If things are looking up in the New Year for television, they are looking decidedly grim in the world picture.  On New Year’s Eve, several North Vietnamese battalions charged into the neighboring Southeast Asian country of Laos.  There is concern that this could turn into a full-fledged proxy war between the Superpowers; America is actively supporting the Laotians, and Soviet planes have been spotted dropping supplies for the Communist Vietnamese troops. 

We avoided a catastrophe during the Suez crisis, when neither the USA nor the USSR was willing to intervene for their clients.  That is one of the reason the “Doomsday Clock” was turned back last year from two to seven minutes.  Perhaps the Federation of Atomic Scientists, the keepers of that macabre timepiece, were a bit hasty…

See you in a few with cheerier news, I hope.

4 thoughts on “[January 9, 1961] Looking up?  (The Twilight Zone, Season 2, Episodes 9-12)”

  1. Let’s hope the Asian news takes a turn for the better!

    The Twilight Zone does sound better. Even the dud has a good idea in it. Thanks for sharing the stories!

  2. I wonder if the first few scripts this season were leftovers from the last that didn’t quite make the cut, but were used now to save some money. While the camera story didn’t quite work, I think it was largely a problem of execution. The concept was strong enough. And from the Christmas episode, Art Carney really doesn’t get enough credit as a serious actor. He’s Ed Norton and nothing else for too many people.

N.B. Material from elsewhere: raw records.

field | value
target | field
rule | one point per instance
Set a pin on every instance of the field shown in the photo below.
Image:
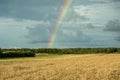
(62, 67)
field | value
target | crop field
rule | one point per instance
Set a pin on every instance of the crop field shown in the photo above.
(63, 67)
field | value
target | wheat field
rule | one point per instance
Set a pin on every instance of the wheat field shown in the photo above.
(68, 67)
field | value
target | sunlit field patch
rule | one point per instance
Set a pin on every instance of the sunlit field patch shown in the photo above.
(63, 67)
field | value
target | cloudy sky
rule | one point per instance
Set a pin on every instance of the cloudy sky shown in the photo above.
(88, 23)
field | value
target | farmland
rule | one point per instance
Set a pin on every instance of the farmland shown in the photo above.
(62, 67)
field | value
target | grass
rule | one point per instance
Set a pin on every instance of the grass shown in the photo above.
(62, 67)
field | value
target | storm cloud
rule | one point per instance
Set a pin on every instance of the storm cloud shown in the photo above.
(114, 26)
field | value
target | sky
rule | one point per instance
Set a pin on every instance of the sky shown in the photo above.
(87, 23)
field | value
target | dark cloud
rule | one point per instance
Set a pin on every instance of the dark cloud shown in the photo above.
(36, 9)
(90, 26)
(42, 33)
(114, 26)
(116, 0)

    As for Indochina, I hope we aren’t making a mistake. We’re getting dragged into this by the French to prop up their colonial empire, even though they’ve already walked away from this part of it. I’ve no desire to see Southeast Asia go Communist, but I’m not sure how much blood and treasure it’s worth on out part. Thailand and the Philippines are two dominoes that won’t fall; Indonesia might wobble, but I doubt it will fall either.

  3. It does seem as if episodes like “A Most Unusual Camera” depend entirely on the gimmick.  You need an unusually powerful gimmick to get away with that, and they usually aren’t terribly original.  But if you have a story about people, you don’t need to rely on the gimmick.

  4. > Indochina

    France asked us for help in maintaining order in French Indochina as early as 1953; I’m pretty sure they tried during the Truman Administration as well, but I can’t find a cite for that at the moment.

    I’ve also never found out where the anti-French stance of the US Government comes from.  Churchill touches on it in his history of WWII; Roosevelt committed to the restoration of France in the Atlantic Charter, but over time Churchill came to understand that Roosevelt meant only European France, not the French Empire.  Apparently Roosevelt took it badly when Churchill brought up the Philippines and Puerto Rico…

    The USA actually worked against “French Imperialism” in North Africa after the war, which destabilized the countries that are now brutal dictatorships or Communists.  For the French to have come to us for help in Indochina during that time must have galled them, and even more when they were turned away.  And now, as a result of our inaction, we’re looking at the same thing again.

    Both Truman and Eisenhower were content to let the Communists have their way with the “little countries.”  Korea doesn’t count; our presence there was as part of a United Nations force.

    This new crop of trouble all has a French taint, so I expect our new President will maintain post-WII policy and let the rest of Indochina go red.